Bakers has become the first firm to break a deadlock that has left most international law firms with Chinese offices but unable to practise Chinese law. The only firms to achieve it until now have come in the form of mergers, with Hong Kong-headquartered King & Wood merging with Australia’s Mallesons and then the UK’s SJ Berwin, while Dentons recently pulled off a combination with Dacheng.

The firm has achieved the landmark through a first-of-its-kind joint venture with local firm FenXun in the Shanghai free trade zone. The Shanghai Bureau of Justice said in a statement that the move marked ‘a historic step’.

Bakers currently has three Chinese offices providing international legal advice and has been in the country since 1993. FenXun, which is centred on providing corporate and finance advice, was founded in 2009 and has offices in Beijing and Shanghai. The firm has around 20 lawyers, five of whom are partners.

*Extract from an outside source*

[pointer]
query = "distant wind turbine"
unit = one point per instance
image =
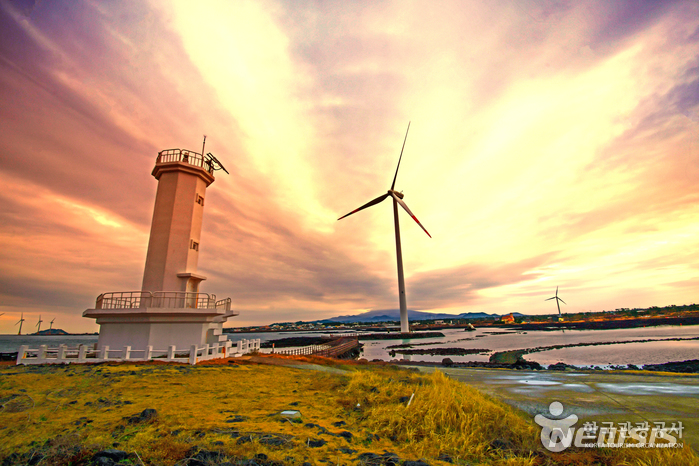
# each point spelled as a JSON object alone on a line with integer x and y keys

Eduardo Leite, chairman of Baker & McKenzie, said: ‘Baker & McKenzie has been committed to China for more than 40 years and being the first and only firm to be approved for joint operation in the China (Shanghai) Free Trade Zone again demonstrates our leadership in seizing new market opportunities to enhance our offering to our clients.’

Yingzhe Wang, founder and managing partner of FenXun Partners, said: ‘FenXun Partners’ mission has always been to deliver results that help our clients achieve their strategic and commercial objectives. The joint operation will better enable us to serve our PRC clients.’

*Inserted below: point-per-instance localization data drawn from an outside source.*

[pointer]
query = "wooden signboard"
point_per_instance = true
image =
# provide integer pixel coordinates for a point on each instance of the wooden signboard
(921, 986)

Shanghai’s free trade zone has allowed new business models for international law firms to enter the Chinese legal market, with cooperation agreements open to firms operating in Hong Kong, Macao and Taiwan. It is among the first batch of 23 measures being taken to liberalise service industries in the zone.

Previously, Chinese and foreign law firms in China’s legal service market were only able to separately provide Chinese and foreign legal services. The Shanghai Bureau of Justice said in a statement: ‘The “joint operation” and “mutual secondment of legal advisers” models now practiced in the China (Shanghai) Pilot Free Trade Zone do away with this unitary, isolationist service model and represent a milestone in the further liberalization and development of China’s legal service market.’